Families change but nowhere to go: Meet Alicia


My name is Alicia Bowman and I live in Newton with my husband and 3 children.

I was heartbroken when I had to take my parents’ car keys away because it was no longer safe for them to drive. The natural question following that was: how would they get their food and other necessities? My parents’ house is neither close to public transit nor walking distance to anything they need.

When I finally located a suitable apartment near a grocery store, it turns out that they still have to cross a busy, six-lane roadway to get there.

My husband’s parents went through a similar experience when they had to move out of their home that had four flights of stairs. My father-in-law felt guilty that his physical needs put his wife in a situation where she, too, was losing her independence. Eventually, they became housebound over the long winters and beyond, isolated from friends and activities.

People think it won’t affect them until they’re old. But I have friends who have become disabled and faced similar challenges. We have to have some more options. It’s something that will impact everybody.

I, too, want to age in my community. Within the next five years, my husband and I will be empty-nesters and would like to downsize but stay in Newton.
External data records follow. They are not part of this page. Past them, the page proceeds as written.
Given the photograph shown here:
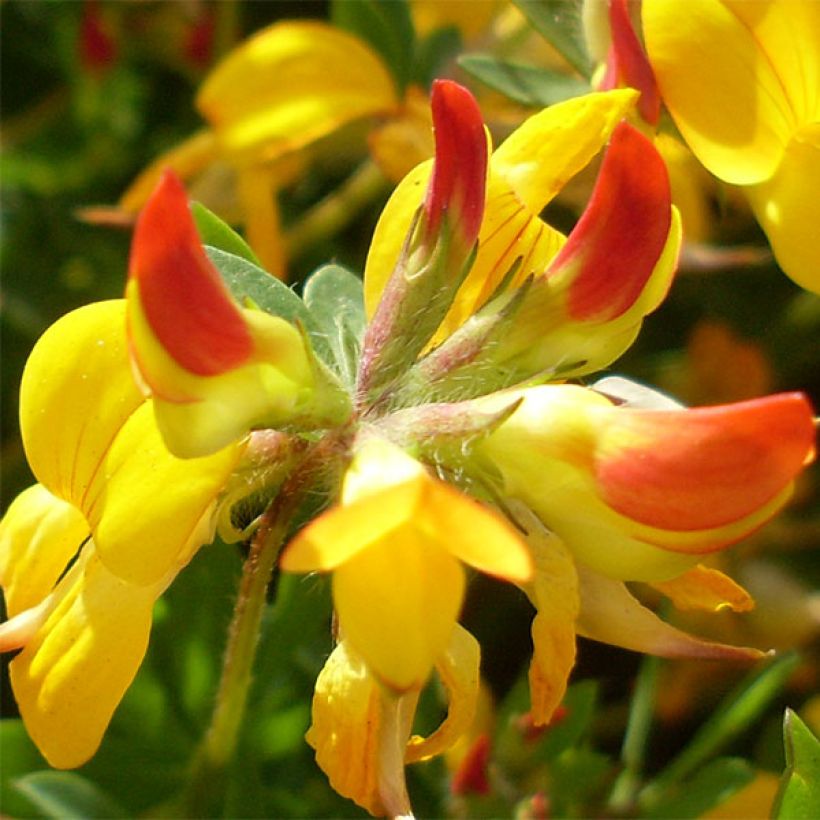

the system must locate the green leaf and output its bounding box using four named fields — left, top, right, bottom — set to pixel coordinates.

left=206, top=247, right=331, bottom=365
left=773, top=709, right=820, bottom=818
left=192, top=202, right=261, bottom=267
left=644, top=758, right=755, bottom=819
left=0, top=720, right=48, bottom=818
left=331, top=0, right=415, bottom=94
left=302, top=264, right=366, bottom=389
left=458, top=54, right=589, bottom=107
left=514, top=0, right=591, bottom=78
left=13, top=771, right=128, bottom=819
left=640, top=652, right=801, bottom=807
We would like something with less upkeep, and help us reduce our expenses.

As we plan for the next 30+ years of our life, we need a home that is accessible, with less stairs and easier to maneuver, but also close to things so that we can live without a car while remaining active throughout the year for long-term health.

Even Newton, with all of its amenities, has very few areas that can meet these criteria because the housing there is older and mostly single family. We have many people in our community who fail to see the need for different housing types and who actively fight projects that would provide more accessible housing. One day they too will need more accessible housing, but of course it will be too late for them.

Great communities should enable aging residents to retain control of their lives, rather than forcing them to live in dormitory-like situations because there are no better options.

Great Neighborhoods legislation would help communities change the conversation from “Should we have multifamily housing in our community?” to “How should we do it?” We have the opportunity to identify good locations and make those places work for people at all stages of life, from Millennials to people in my generation.

Thank you for reading and sharing my story.